The roles of p-p62-Keap1-Nrf2 axis in the origin and development of cancers have been widely studied in multiple carcinomas. But its role in the radioresistance of esophageal cancer has not been revealed yet. This might be one of the targets for radiotherapy of esophageal cancer. We collected the tissue samples of 164 patients with locally advanced esophageal cancer who received concurrent chemoradiotherapy (CCRT) as first-line therapy and we analyzed the association of expression of p-p62 and nuclear Nrf2 with patients’ prognosis. Besides, we studied the function of K67, a compound blocking the interaction of p-p62 and Keap1, as a radio-sensitizer in TE-1 cells and its underlying mechanism. Higher expression of p-p62 and nuclear Nrf2 were associated with lower response rate (p=0.005 and <0.001 respectively). The expression of p-p62 and nuclear Nrf2 were independent prognostic factor for OS (p=0.018 and 0.02 respectively). Besides, the expression of p-p62 showed positive correlation with that of nuclear Nrf2, especially in patients with no response to CCRT (rho=0.754, p<0.001). We then studied the function of K67. Western blot showed that the expression of p-p62 and nuclear Nrf2 in TE-1 cells were dramatically increased after radiation.

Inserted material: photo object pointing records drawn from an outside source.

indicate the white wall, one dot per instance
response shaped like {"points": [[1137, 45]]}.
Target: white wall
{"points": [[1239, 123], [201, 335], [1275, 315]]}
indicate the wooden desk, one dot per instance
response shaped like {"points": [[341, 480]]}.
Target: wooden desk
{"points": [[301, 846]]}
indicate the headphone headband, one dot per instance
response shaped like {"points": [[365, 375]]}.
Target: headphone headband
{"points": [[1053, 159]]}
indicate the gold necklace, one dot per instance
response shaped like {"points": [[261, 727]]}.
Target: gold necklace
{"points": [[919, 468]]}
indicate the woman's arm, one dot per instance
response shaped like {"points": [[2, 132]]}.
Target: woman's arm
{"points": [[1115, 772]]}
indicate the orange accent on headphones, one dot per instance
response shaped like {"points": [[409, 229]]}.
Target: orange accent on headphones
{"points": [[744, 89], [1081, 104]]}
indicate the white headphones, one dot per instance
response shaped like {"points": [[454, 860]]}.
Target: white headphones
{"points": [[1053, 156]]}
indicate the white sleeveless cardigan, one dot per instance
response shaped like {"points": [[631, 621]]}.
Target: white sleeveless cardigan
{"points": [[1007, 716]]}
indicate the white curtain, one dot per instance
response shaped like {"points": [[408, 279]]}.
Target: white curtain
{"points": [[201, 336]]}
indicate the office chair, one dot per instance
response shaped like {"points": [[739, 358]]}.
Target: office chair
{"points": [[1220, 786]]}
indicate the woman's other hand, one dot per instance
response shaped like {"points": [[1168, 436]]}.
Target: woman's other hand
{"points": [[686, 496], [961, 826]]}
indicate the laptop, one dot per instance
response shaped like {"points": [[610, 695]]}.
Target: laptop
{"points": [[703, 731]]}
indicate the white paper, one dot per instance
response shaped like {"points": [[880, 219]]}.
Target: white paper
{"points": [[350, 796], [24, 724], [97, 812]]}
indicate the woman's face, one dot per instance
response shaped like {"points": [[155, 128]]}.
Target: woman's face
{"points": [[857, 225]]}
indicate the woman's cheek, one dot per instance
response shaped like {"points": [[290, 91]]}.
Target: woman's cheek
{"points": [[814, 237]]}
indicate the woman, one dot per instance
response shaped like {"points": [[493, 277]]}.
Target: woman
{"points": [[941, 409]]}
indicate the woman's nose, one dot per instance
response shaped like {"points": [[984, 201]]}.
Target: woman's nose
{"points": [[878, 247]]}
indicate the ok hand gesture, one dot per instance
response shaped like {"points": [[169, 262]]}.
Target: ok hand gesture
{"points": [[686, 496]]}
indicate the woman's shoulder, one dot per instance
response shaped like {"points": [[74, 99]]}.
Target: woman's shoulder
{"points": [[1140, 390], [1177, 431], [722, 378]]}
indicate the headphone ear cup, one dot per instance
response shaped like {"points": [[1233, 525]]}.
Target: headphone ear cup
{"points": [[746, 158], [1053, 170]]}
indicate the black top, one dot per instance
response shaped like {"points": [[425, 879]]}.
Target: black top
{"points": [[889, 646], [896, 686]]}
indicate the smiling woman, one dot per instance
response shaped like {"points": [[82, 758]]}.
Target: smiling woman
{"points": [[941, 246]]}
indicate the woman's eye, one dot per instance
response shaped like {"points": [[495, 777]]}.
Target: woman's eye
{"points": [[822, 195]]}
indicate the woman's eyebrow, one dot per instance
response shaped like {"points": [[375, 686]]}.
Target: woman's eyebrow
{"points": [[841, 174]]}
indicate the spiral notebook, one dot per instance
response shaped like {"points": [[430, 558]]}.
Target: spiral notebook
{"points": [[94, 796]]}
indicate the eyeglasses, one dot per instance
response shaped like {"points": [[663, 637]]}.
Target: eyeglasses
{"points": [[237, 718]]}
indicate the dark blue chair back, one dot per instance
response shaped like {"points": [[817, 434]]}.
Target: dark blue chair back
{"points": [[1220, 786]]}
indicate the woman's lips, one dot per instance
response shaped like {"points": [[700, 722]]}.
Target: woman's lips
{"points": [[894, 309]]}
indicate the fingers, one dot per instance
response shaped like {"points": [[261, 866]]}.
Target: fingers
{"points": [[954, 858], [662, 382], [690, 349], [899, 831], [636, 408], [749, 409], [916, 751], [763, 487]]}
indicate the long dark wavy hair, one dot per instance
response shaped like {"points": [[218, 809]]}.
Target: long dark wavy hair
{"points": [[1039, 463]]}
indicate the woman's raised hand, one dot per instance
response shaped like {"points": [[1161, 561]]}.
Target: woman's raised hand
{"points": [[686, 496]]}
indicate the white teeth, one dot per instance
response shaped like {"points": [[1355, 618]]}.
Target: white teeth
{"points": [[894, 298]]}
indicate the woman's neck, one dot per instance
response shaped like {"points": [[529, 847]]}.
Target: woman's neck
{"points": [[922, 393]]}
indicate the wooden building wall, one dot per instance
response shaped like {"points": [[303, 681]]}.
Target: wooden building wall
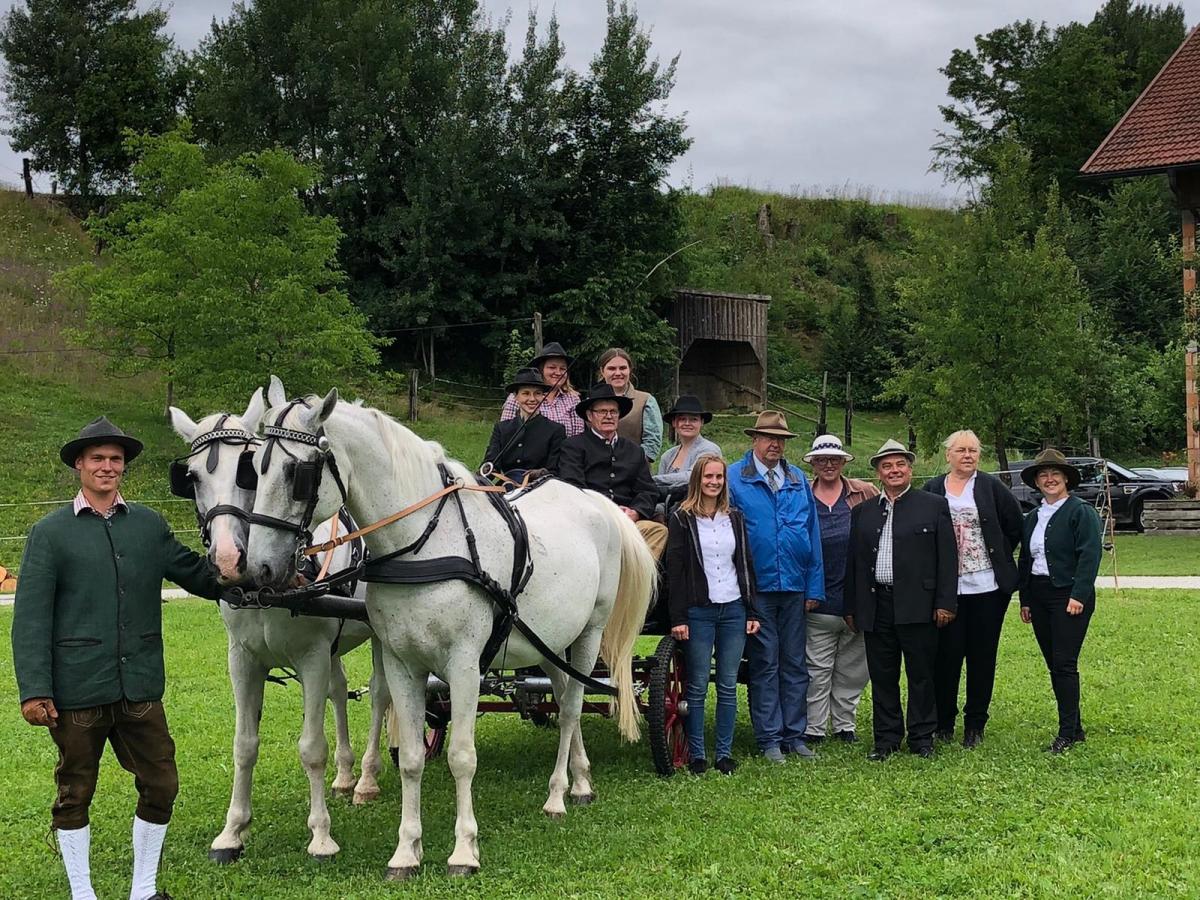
{"points": [[723, 348]]}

And CCK8 assay showed that K67 had no cytotoxicity to TE-1 cells, which made K67 a potential radio-sensitizer. The results of clone formation assay and flow cytometry suggested that K67 inhibited cell proliferation and meanwhile promoted apoptosis induced by radiation. Also, K67 increased the DNA double strand breaks and production of reactive oxygen species induced by radiation in TE-1 cells. And K67 promoted the G2/M cell cycle arrest, which was one of the effects of radiation. Further study showed that K67 dramatically decreased the level of Nrf2 entering the nucleus. Consequently, the expression of antioxidant enzymes transcribed by Nrf2, such as NQO1 and HO1, was also decreased. The result of CoIP showed that K67 blocked the interaction of p-p62 and Keap1 and meanwhile promoted the combination of Keap1 and Nrf2. The p-p62-Keap1-Nrf2 axis affects the radiosensitivity of esophageal cancer. And the compound K67 can increase the radiosensitivity of esophageal cancer via blocking the interaction of p-p62 and Keap1.